As home became school, Home Revolution asked children to engage with their new learning environments and think about how the rooms and things surrounding them shape the way they live. The activity asks students to reimagine these spaces and objects through making drawings, collages, models and one-to-one prototypes; and to share how the tweaks they made could change the way they use these objects and interact as a family or even neighbourhood around them.

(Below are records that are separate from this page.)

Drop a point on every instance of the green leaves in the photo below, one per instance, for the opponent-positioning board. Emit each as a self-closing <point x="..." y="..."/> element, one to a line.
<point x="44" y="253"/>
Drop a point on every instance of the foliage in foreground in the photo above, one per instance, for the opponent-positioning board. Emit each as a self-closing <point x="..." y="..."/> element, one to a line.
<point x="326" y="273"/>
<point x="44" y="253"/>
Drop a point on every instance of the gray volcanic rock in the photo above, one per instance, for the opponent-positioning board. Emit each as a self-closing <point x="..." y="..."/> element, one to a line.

"What if we shared communal utilities such as water, electricity and gas, and they were all stored in the same place, along with the appliances they connect to? Sharing the cost of these things would certainly be helpful. How would sharing these things change our relationship with our neighbours? Maybe we would clean, cook, garden, even do laundry together. If we are sharing all of these appliances and chores, what else might we decide to start sharing? Would chores still feel like chores?"
"We are taught to use different rooms within our house for specific actions: we sleep in the bedroom, we eat in the kitchen, we clean ourselves in the bathroom. What would happen if these actions were mixed by misplacing the furniture that supports them? What if taking a bath could be as exciting as being at the beach, if the bathtub was maybe in the living room?"
"Could you imagine a new dinner table where everyone eats together on a giant plate or drinks together with a long garland of glasses? It could result in lots of options of food and drinks, shared equally by the entire family. Could washing up become a fun collective activity to do all together after pudding?"